Alaska n’a pas tout à fait fini de s’isoler de tout le monde dans sa vie, alors une Pudge inconsciente subit le plus gros de sa colère, réaffirmant son statut relationnel, ou son absence : pour lui, elle est toujours complètement interdite à cause de Jake. Cela ne l’empêche pas de la choisir plutôt que l’invitation de Lara à dormir dans son lit, car Pudge est toujours Pudge et l’Alaska est toujours l’Alaska. Même lorsqu’elle se défait, l’appel est encore trop fort pour que Pudge y renonce.

Il s’avère que l’Alaska avait une raison valable de parler de Marya et de Paul.
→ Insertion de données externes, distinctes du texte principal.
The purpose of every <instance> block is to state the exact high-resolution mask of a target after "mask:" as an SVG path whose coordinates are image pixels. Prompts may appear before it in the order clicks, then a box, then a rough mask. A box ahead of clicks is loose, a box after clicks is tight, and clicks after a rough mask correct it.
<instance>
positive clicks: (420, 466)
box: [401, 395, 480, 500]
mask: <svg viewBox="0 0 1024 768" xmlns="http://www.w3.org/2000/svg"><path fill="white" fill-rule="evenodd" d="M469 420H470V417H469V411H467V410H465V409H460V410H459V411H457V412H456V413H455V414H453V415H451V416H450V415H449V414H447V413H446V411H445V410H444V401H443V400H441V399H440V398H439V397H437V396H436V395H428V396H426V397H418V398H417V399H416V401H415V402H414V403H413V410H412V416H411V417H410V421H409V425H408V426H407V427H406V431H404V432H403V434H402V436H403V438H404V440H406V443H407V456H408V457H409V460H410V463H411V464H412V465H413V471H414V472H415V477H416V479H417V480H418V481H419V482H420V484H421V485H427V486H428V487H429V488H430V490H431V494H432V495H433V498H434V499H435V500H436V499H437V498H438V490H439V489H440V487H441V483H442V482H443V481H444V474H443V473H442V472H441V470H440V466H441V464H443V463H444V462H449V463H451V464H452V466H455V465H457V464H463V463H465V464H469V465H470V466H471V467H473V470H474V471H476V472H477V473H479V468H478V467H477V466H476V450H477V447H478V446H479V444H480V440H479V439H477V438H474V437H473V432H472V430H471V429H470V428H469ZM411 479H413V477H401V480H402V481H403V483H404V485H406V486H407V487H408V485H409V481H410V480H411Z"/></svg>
Ce premier jour, l’Aigle l’a arrêtée pour avoir enterré des bouteilles de vin dans la forêt et a menacé de l’expulser à moins qu’elle ne puisse lui donner des informations en échange. Rentrer à la maison n’était pas une option, et bien qu’à ce stade de la série, il ne soit pas révélé exactement pourquoi, vous avez certainement l’impression qu’elle préfère détruire l’ensemble de son système de croyances plutôt que de retourner à Vine Station.

« Je vous suggère d’apprendre à vivre ici. Il y a des choses pires dans la vie que d’être traité de rat.

Et ainsi, la nouvelle vie de l’Alaska commence. Je n’ai pas encore parlé de la musique, mais prenez le temps de (ré)écouter cette reprise de « Take me out », qui est l’un des nombreux indices musicaux parfaitement mis en place sur la durée du spectacle. C’est un show de Josh Schwartz, donc je n’en attendais pas moins (et il y a même un peu CO référence en cours de route, ainsi que plusieurs chevauchements de chansons des deux spectacles), mais c’est toujours merveilleusement fait.

Le spectacle ne fait que s’améliorer à partir d’ici (et c’était déjà bon), mais cet épisode est vraiment essentiel à la fois dans les intrigues et dans le développement des personnages, et le reste de la série va de délicieusement amusant à extrêmement déchirant. Nommez une émotion, vous la vivrez, c’est juste si bon. Pour ceux d’entre vous qui ont vu l’émission, j’espère que cela a rappelé de bons souvenirs, et pour les autres : ce n’est certainement pas juste une autre émission pour ados. Vérifiez-le! Comme d’habitude, sonnez dans les commentaires.